The Questionable Link Between Saturated Fat and Heart Disease
|“Saturated fat does not cause heart disease”—or so concluded a big study
published in March in the journal Annals of Internal Medicine.
For years we have been told that saturated fat is bad for us because it raises cholesterol and causes heart disease. During the anti-fat crusade, people loaded up on “fat free” candies, doughnuts, and grains.
The American Heart Association (AHA) said do not eat fat. The FDA put out its food pyramid that recommended we load up on grains. Dr. Atkins put out the Atkins diet that showed cholesterol was lowered when eating fat (but no carbs) and people lost weight.
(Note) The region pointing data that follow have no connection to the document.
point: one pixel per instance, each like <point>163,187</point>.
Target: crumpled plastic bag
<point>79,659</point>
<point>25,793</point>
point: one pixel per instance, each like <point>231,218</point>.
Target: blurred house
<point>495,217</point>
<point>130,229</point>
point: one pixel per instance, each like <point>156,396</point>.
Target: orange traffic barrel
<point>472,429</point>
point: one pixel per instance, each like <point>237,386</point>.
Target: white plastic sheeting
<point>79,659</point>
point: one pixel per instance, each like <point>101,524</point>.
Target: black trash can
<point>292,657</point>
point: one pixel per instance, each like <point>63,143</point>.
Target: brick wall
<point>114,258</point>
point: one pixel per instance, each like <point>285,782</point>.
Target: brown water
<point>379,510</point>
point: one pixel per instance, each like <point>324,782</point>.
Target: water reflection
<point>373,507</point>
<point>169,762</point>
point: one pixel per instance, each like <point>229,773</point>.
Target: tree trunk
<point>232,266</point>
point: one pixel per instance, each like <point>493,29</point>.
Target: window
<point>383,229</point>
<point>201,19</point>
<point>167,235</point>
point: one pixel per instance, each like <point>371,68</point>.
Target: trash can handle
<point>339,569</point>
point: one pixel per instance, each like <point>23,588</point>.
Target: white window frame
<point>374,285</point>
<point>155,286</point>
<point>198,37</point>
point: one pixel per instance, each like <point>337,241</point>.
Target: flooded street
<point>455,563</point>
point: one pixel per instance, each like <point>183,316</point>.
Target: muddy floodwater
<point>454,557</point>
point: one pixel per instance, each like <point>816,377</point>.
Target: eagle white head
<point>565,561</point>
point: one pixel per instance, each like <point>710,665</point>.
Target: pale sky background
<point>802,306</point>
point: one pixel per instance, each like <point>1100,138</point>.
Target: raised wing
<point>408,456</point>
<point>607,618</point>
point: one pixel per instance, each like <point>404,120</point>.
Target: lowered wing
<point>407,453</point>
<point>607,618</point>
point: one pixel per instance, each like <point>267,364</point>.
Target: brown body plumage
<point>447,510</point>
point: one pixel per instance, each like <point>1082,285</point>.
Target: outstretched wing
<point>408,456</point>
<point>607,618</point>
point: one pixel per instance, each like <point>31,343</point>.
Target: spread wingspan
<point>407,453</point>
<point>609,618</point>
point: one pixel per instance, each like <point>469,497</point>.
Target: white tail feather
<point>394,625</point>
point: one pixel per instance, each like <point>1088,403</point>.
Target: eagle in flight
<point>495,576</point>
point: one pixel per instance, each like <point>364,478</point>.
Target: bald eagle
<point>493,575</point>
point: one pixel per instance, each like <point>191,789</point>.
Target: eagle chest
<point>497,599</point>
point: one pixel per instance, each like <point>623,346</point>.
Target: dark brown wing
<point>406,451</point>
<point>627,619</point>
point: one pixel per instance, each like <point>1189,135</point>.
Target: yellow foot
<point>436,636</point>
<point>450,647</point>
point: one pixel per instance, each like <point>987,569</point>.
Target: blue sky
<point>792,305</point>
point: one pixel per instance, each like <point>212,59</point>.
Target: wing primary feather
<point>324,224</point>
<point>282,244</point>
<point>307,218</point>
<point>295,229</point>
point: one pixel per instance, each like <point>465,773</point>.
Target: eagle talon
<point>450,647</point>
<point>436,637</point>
BUT HE WAS NOT THE AHA expert.
We got fat!
The new study stated that “The very cornerstone of dietary advice for generations has been that the saturated fats in butter, cheese and red meat should be avoided because they clog our arteries.” It noted that for many diet-conscious Americans, it is simply second nature to opt for chicken over sirloin, canola oil over butter.
“The fact is, there has never been solid evidence for the idea that these fats cause disease. We only believe this to be the case because nutrition policy has been derailed over the past half-century by a mixture of personal ambition, bad science, politics and bias.”
Women and Fat. There is growing evidence that women on diets low in saturated fat actually increase their risk of having a heart attack. The “good” HDL cholesterol drops precipitously for women on this diet (it drops for men too, but less so). The irony is that women have been especially rigorous about ramping up on their fruits, vegetables and grains, but they now suffer from higher obesity rates than men, and their death rates from heart disease have reached parity.
In fact, high total cholesterol levels in women over 50 were found early on to be associated with longer life. This counterintuitive result was first discovered by the famous Framingham study on heart-disease risk factors in 1971 and has since been confirmed by other research.
So what to do? We have never advised our clients to eliminate meats from their diet because the science did not support this. We do recommend that you not load up on meats. Vegetables and berries are key components of a healthy diet. We like meats that do not have added hormones and antibiotics. There are some that need to avoid fats but for most of us, it is not an issue. Moderation is still a key.
Much of this information has been quoted from an article by Ms. Teicholz. She has been researching dietary fat and disease for nearly a decade. Her book, “The Big Fat Surprise: Why Butter, Meat and Cheese Belong in a Healthy Diet,” will be published by Simon & Schuster on May 13.